Die Grundstückspreise im Westkreis sind stabil. Das ist eine gute Nachricht, findet Claudia Hering, Vorsitzende des Gutachterausschusses: "Es spricht für einen ausgewogenen Markt. Es gibt keine Anhaltspunkte für eine Immobilienblase." Der Ausschuss hat die Grundstücks- und Gebäudeverkäufe des Jahres 2015 ausgewertet. "In allen drei untersuchten Teilmärkten - unbebaute Grundstücke, Ein- und Zweifamilienhäuser sowie Wohnungsmarkt - sind die Preise stabil oder leicht steigend", erklärt Andreas Budde, Dezernent für Planung, Bauen und Umwelt des Kreises Viersen. Nachzulesen ist dies im Detail im Marktbericht 2016.

Generelle Entwicklung Im Kreis Viersen wurden weniger Kaufverträge abgeschlossen. 2850 Käufe waren es im vergangenen Jahr, 14 Prozent weniger als im Jahr 2014; da waren es 3327 Käufe. Die Vorsitzende des Gutachterausschusses Hering führt das auf den Anstieg der Grunderwerbssteuer um 1,5 Prozentpunkte zurück. "Viele, die kaufen wollten, haben die Verträge noch Ende 2014 abgeschlossen." Hering geht aber nur von einer "kleinen Delle" aus. "Die Käufe haben sich im Laufe des vergangenen Jahres schon wieder eingependelt."

Bauland Im Westkreis haben sich die Preise für Bauland zum Wohnen kaum verändert.
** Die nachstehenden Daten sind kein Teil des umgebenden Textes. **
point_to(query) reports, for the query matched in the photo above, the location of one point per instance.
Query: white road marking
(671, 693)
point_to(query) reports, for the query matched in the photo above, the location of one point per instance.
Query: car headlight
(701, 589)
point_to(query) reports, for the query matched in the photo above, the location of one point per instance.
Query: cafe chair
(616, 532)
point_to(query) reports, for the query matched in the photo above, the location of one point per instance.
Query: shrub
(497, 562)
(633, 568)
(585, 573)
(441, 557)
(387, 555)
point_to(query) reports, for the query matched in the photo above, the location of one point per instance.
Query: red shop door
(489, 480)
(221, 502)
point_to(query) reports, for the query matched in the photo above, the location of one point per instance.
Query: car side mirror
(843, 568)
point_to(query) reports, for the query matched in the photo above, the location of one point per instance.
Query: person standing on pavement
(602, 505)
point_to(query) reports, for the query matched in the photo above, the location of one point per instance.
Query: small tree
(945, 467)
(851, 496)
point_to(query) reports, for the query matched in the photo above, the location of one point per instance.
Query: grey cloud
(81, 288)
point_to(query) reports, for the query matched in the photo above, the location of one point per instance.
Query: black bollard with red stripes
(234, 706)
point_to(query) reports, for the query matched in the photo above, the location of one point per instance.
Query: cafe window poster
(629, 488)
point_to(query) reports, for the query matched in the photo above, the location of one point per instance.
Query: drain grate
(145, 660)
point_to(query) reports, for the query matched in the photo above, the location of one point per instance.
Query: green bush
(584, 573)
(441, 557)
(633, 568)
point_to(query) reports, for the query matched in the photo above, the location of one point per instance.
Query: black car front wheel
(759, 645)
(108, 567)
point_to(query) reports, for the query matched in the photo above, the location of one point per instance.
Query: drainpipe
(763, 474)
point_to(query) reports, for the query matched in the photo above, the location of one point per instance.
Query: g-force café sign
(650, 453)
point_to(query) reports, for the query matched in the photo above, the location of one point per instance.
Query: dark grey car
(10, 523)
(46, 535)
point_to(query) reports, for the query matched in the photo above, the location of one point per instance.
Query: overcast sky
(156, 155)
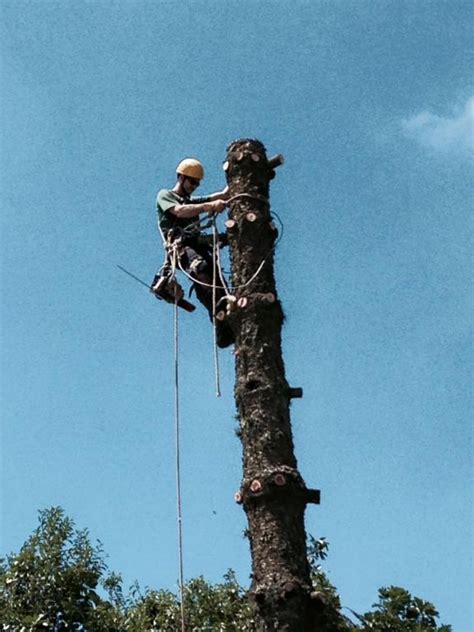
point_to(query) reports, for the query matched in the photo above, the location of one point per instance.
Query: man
(178, 215)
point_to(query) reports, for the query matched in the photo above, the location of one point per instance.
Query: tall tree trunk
(273, 493)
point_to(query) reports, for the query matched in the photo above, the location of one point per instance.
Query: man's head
(190, 172)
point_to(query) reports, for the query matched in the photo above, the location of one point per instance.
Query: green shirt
(165, 201)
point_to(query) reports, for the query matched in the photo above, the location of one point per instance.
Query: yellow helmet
(191, 167)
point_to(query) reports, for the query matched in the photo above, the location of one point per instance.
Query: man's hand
(216, 207)
(221, 195)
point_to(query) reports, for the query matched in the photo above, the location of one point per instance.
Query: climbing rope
(215, 248)
(179, 515)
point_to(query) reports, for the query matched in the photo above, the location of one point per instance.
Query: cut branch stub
(256, 486)
(279, 479)
(276, 161)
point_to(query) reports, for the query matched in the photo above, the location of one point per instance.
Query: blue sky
(371, 105)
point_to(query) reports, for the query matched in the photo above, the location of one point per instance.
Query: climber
(178, 223)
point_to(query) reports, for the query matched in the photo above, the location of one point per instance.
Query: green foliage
(59, 582)
(52, 582)
(208, 608)
(398, 610)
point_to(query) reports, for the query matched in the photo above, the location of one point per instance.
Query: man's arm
(193, 210)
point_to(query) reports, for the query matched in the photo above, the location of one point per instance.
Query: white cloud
(441, 133)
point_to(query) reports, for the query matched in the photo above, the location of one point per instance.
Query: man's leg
(198, 264)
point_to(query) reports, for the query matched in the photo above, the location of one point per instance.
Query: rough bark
(273, 493)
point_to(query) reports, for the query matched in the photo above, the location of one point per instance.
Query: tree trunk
(273, 493)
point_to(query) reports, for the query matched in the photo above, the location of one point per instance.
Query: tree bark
(273, 493)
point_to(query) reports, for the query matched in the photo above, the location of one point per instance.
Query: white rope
(179, 515)
(215, 248)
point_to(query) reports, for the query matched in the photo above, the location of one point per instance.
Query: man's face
(190, 184)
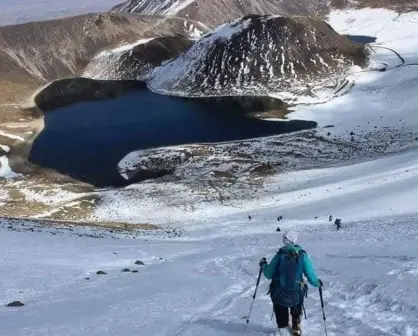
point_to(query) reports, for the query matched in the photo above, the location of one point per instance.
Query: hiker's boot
(296, 329)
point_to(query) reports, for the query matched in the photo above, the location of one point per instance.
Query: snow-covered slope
(135, 61)
(215, 12)
(259, 55)
(379, 99)
(21, 11)
(202, 283)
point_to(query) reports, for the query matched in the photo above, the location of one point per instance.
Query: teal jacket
(308, 270)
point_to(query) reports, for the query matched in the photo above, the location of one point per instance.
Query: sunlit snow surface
(202, 283)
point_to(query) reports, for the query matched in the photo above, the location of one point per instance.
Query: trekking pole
(304, 312)
(252, 303)
(323, 311)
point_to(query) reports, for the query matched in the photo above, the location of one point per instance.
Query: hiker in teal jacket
(288, 288)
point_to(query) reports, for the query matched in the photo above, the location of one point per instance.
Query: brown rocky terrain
(258, 55)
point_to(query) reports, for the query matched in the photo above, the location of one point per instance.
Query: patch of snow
(21, 11)
(50, 196)
(123, 48)
(11, 136)
(5, 148)
(377, 98)
(5, 170)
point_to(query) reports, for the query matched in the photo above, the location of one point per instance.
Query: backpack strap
(299, 259)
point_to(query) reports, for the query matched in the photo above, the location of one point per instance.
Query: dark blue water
(87, 140)
(363, 39)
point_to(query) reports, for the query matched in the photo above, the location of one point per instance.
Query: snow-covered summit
(259, 55)
(215, 12)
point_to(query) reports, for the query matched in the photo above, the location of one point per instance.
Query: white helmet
(290, 237)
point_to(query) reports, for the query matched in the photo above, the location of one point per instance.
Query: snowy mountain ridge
(259, 55)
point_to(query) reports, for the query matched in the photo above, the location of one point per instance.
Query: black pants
(282, 315)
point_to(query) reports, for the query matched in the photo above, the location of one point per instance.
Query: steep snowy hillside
(399, 5)
(21, 11)
(135, 61)
(215, 12)
(260, 55)
(202, 282)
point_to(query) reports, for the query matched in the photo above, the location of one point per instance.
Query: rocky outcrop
(259, 55)
(66, 92)
(215, 12)
(45, 51)
(398, 5)
(136, 62)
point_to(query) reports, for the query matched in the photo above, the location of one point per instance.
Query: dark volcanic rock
(258, 55)
(49, 50)
(15, 304)
(215, 12)
(65, 92)
(135, 63)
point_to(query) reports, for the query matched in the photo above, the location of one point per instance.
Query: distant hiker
(288, 287)
(338, 223)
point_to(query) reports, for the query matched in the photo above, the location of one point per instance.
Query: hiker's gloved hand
(263, 262)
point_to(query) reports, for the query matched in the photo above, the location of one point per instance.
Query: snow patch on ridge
(5, 170)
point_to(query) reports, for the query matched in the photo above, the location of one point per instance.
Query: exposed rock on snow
(260, 55)
(54, 49)
(66, 92)
(136, 61)
(215, 12)
(398, 5)
(15, 304)
(5, 170)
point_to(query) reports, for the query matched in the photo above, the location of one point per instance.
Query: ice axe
(323, 310)
(252, 303)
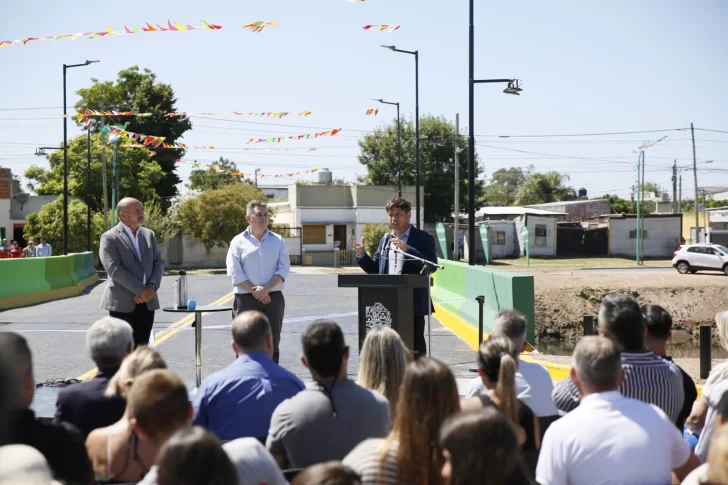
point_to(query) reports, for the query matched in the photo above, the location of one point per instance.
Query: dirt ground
(563, 298)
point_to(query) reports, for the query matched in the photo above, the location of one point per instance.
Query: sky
(587, 68)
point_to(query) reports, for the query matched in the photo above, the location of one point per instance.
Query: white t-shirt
(608, 440)
(533, 386)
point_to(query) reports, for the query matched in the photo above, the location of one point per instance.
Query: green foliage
(217, 216)
(139, 176)
(141, 92)
(48, 223)
(372, 235)
(437, 148)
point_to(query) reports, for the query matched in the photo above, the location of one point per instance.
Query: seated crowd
(626, 414)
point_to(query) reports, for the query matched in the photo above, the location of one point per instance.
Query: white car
(700, 257)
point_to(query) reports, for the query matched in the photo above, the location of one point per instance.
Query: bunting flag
(87, 113)
(109, 31)
(259, 26)
(383, 27)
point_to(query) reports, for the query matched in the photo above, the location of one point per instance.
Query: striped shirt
(647, 377)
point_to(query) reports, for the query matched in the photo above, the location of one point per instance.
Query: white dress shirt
(611, 440)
In Niederkrüchten zahlten Käufer in guten Lagen zwischen 155 Euro/m2, in Viersen 215 Euro. Gestiegen sind die Preise in Brüggen: Dort zahlten Käufer in guten Lagen 200 Euro/m2, ein Jahr zuvor lag der Wert bei 180 Euro. Brüggen hat damit Nettetal und Schwalmtal überholt, wo Käufer je 190 Euro zahlten. Teurer sind Bauland und Gebäude im Ostkreis geworden. In Kempen zahlten Käufer im vergangenen Jahr sieben Prozent mehr als in 2014, in Willich fünf und in St. Tönis drei Prozent. Kempen ist und bleibt damit Spitzenreiter bei den Baulandpreisen.

Acker- und Grünland Jeweils um stattliche zehn Prozent sind die Preise für Acker- und Grünland gestiegen. "Anleger betrachten die Ackerflächen möglicherweise als Investition, oder die Landwirte benötigen Flächen wegen der Fördermittel", sagt Hering zu den Ursachen. Ausgenommen von dem Anstieg seien allerdings Viersen und Tönisvorst."

Einfamilienhäuser Den größten Anteil der Verkäufe insgesamt machen die Ein- und Zweifamilienhäuser aus. Insgesamt 1004 Häuser wurden 2015 mit einem Geldumsatz von 215,7 Millionen Euro verkauft. In Viersen als größter Stadt des Kreises wurden auch die meisten Objekte verkauft, nämlich 215. Im Vergleich zum Vorjahr ist das dennoch ein Rückgang von 17 Prozent. Einen starken Einbruch bei den Verkäufen erlebte Nettetal: 117 Hausverkäufe im vergangenen Jahr. Im Vergleich zu 2014 macht das ein Minus von gleich 29 Prozent. Mit 63 Verkäufen in 2015 schaffte Brüggen eine Steigerung um 17 Prozent. Der Preis für ein freistehendes Wohnhaus, Baujahr 1975 bis 1999, in Viersen liegt derzeit bei einem Mittelwert von 1540 Euro/m2. In Kempen kostet ein vergleichbares Wohnhaus 2550 Euro/m2 und in Nettetal 1670 Euro/ m2.

Bodenrichtwerte Unter "www.boris.nrw.de" kann man im Internet die Bodenrichtwerte nachsehen. Der Gutachterausschuss ermittelt die Werte auf der Grundlage der Verkäufe der vergangenen Jahre. "Die Seite ist sehr übersichtlich geworden und bietet inzwischen noch mehr kostenfreien Service. Man kann etwa die Marktberichte der vergangenen Jahre einsehen und auch eine allgemeine Preisauskunft für ein Haus einholen", sagt Hering.